Like I said, it's been awhile since I've had a comment flung my way.

Damn. You want kids. You can't get pregnant. Well, you can always do IVF, right? Or just adopt!

Nothing I can write can convey the anger these thoughts cause me.

Because what the general population doesn't realize is I don't have unlimited resources. I don't have endless money to pursue treatments and adoption. I don't have endless energy. I don't have endless emotional reserves.

I tried until I almost died.

Quite honestly, I wanted to be dead. But what are you gonna do when your lungs are still breathing and your heart is still pumping?

So I've done the best I can. I didn't die and it was up to me to figure out how to live my life. And then someone comes along and says I shouldn't have given up. Who are they to say that? Who are they to judge me? They have no clue what I've been through. They have no clue what it is like to live my life.

So I educated my friend. I told her I tried everything. Without going into details, I told her I tried medical intervention. I tried adoption. I tried relaxing, being patient, and waiting for a fucking miracle. Guess what. Nothing worked. I never got pregnant. I never had a baby. I am not parenting, not in this lifetime.

And then some guy, some kid with no experience, comes along and inserts his opinion into my life?

My friend said she was so sorry for my situation, that she wished she could do something. I took advantage of the opportunity. I told her the way she could help was to educate people when they said incorrect, uninformed things.
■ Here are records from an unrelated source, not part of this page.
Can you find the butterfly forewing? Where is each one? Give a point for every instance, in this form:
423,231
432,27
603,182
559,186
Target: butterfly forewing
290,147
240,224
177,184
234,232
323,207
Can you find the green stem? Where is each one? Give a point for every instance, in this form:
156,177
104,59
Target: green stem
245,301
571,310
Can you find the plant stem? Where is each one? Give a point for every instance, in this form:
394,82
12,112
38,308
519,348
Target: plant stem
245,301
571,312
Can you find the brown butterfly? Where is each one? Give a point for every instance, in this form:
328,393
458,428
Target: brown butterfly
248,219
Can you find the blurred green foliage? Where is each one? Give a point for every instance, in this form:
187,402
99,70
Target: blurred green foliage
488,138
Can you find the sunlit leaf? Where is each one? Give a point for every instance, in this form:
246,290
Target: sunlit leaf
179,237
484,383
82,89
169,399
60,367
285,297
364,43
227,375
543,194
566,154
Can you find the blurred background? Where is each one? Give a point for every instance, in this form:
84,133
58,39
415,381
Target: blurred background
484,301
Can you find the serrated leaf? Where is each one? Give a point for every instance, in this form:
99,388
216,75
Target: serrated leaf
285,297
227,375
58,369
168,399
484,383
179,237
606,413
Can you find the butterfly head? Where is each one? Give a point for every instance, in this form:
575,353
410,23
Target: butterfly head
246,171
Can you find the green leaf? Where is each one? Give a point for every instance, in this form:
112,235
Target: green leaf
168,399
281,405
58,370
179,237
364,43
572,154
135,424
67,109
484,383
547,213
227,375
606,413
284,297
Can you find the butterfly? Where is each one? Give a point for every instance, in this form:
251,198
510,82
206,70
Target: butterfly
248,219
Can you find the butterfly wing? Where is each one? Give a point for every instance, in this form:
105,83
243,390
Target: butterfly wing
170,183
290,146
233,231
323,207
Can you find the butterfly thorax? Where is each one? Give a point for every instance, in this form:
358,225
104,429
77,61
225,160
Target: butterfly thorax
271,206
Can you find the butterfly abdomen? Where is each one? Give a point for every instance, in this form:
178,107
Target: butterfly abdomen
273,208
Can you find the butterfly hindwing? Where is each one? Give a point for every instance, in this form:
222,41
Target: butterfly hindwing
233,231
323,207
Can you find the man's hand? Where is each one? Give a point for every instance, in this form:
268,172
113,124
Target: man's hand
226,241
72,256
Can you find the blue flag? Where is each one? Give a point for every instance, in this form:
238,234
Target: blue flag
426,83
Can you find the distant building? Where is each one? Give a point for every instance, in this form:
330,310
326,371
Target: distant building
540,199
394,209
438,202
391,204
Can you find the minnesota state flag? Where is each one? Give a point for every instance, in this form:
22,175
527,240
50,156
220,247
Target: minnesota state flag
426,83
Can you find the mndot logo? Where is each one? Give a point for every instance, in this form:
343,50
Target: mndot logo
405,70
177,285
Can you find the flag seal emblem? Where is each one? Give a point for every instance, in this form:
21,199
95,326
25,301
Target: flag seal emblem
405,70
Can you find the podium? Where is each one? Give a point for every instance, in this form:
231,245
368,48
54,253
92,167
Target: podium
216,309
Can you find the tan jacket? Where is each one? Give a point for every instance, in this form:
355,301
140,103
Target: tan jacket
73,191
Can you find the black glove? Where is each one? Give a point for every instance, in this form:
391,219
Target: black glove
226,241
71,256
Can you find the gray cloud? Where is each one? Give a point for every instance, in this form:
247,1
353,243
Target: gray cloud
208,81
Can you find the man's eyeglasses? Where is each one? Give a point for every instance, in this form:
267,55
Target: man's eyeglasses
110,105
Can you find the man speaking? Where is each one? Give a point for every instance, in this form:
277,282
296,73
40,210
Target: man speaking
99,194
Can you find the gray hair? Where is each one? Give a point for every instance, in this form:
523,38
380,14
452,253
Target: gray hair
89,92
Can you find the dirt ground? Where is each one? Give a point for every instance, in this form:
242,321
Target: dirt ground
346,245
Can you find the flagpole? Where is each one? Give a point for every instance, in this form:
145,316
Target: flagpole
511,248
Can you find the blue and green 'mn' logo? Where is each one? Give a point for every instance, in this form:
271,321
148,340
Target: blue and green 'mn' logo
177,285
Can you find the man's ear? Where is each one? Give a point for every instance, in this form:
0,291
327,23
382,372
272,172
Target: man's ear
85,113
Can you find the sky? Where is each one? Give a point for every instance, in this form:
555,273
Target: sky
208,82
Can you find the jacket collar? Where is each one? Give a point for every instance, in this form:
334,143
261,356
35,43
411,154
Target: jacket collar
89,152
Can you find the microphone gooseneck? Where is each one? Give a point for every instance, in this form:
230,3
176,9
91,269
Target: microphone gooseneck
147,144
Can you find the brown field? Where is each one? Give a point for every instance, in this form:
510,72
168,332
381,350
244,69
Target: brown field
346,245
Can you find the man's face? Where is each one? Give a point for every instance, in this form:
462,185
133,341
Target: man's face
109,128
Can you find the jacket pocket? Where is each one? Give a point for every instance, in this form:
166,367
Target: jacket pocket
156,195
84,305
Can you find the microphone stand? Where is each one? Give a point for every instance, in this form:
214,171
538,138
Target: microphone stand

She could share what all she has learned from me. IVF doesn't always work. Adoption is no guarantee. Everything costs money, not to mention all of the other unquantifiable costs. She said she could and would do that. I hope she starts with her boyfriend.

It was just another reminder of how I live a life that the majority of people don't understand. I'm okay. I've had years of experience at this. This isn't my first month, my first year. It still hurts, stings, and makes me angry. But I find solace in the life that I am creating for myself. Even though I am playing the long game and this last year feels like it's gonna kill me, I know it won't. Nothing has killed me yet.

I am still here.

Monday, January 22, 2018

Proof of Progress

I am so excited! I am back in school for the semester, but that is definitely not the exciting part haha. What I am excited about is today was a nice, what do I call it... A signpost? A marker? The word or phrase eludes me, but what I'm trying to say is today I felt progress!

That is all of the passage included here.